Want to increase the draw weight to 45# @25". I calculated that I need to add .060" thickness
I'm debating two possible options:
1) add a second backing strip of hickory or white oak at ~.060" thickness.
2) add another belly lam of jatoba at ~.060 as well.
Any thoughts on the better approach?
I'm leaning towards a thin white oak backing. .060" is about 1/16".
Leave it as it is and make a new one. Same amount of work but you end up with 2 bows. I'm sure you can find someone to give the light weight bow to.
Give it too some young kid and make another...
And pay attention the next bow build:)
Haha you crack me up Roy. I labeled wrong again! I didn't tiller them way below the draw weight, they are trilams and they came off the form already at 30# ... not sure if thats better or worse ...
Maybe I should just give it away ... It's a takedown and I love takedowns but they are such a pain in the rear to get everything glued drilled shaped aligned etc. The thought of doing this again anytime soon is not particularly appealing.
Maybe I can pawn it off on my Dad, he wants a bow, it'll be his first bow and at 60, maybe 30# is not too bad.
I learned a lot adding a belly lam to a bow after the fact once, and was quite pleased with how it came out.
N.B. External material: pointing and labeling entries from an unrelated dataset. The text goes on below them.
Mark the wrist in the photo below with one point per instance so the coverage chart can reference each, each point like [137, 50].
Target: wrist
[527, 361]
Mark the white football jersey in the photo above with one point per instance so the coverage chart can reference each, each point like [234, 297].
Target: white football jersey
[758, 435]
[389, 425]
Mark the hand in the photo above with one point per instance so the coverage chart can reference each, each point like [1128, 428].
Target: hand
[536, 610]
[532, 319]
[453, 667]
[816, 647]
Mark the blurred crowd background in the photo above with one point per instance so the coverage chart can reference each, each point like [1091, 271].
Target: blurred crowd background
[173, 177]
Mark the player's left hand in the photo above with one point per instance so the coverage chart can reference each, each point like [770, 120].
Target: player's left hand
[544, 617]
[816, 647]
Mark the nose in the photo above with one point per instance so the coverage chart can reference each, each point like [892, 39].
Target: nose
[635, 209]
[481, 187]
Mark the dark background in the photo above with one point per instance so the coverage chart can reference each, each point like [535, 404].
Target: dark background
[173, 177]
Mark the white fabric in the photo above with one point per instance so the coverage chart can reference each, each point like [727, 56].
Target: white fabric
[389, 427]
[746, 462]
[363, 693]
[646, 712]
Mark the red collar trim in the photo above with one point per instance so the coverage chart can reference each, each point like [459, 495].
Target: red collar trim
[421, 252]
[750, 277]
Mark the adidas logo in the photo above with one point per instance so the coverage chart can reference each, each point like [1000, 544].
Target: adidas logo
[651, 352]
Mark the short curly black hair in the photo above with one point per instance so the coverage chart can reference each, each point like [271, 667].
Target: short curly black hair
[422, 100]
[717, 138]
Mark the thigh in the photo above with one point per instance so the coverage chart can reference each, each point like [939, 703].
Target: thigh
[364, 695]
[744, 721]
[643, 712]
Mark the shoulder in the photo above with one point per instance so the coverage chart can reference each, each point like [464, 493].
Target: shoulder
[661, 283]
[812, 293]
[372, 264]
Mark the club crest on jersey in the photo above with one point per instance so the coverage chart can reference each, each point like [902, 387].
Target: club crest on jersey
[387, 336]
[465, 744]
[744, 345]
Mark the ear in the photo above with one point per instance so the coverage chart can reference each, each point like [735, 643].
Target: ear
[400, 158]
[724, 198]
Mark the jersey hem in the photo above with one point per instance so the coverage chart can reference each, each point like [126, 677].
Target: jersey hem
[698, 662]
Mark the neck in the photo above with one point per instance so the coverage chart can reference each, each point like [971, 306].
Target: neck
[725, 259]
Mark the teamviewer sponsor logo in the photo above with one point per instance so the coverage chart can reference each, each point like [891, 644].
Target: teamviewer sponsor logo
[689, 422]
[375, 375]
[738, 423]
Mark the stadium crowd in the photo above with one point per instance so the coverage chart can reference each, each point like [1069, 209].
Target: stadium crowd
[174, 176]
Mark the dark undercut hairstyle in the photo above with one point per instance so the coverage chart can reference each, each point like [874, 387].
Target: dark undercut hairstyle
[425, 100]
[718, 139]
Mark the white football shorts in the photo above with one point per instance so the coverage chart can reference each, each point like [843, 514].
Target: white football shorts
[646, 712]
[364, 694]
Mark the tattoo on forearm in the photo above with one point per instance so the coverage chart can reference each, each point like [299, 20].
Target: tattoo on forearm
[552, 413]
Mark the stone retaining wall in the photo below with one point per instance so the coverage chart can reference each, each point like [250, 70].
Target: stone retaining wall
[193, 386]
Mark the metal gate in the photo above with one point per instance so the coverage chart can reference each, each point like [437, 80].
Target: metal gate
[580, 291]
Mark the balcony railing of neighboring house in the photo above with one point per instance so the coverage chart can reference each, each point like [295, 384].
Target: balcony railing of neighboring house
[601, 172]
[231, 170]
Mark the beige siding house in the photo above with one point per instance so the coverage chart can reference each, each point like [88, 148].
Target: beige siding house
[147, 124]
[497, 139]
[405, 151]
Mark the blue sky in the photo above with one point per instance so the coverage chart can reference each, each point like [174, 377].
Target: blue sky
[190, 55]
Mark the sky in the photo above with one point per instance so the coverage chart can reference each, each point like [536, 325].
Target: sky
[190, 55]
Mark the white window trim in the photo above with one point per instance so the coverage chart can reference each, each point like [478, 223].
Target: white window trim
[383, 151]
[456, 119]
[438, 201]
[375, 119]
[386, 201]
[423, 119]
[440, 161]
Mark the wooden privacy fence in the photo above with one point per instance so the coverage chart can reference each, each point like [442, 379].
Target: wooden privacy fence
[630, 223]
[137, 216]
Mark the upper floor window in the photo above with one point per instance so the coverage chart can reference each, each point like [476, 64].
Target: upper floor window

Given what I know about your contraints at home, I would say fix it. Worst case is you build another one anyway. More than likely you'll learn a few things and be a better bowyer for it. I think you can't beat a hickory backing, leave that alone and add some more jatoba. Don't forget to go a little more than .060, you'll be losing some grinding the limb down to a good, flat gluing surface.
BTW, how'd you get to 0.060? Sectional moment of inertia had to increase proportional to poundage?
yeah basically Dave. just modeling the limb as a cantilevered beam, I came up with a 15% increase in thickness for a 50% increase in draw weight ... that worked out to .060".
The back and belly are still essentially perfectly flat because the limbs came off the form already tapered so I just strung it up, it was immediately obvious that they were way too light and I also had 1/4" negative tiller. I actually need .070 on the bottom limb and .060 on the top limb. That should bring me up in weight and even the tiller. At least most of the way.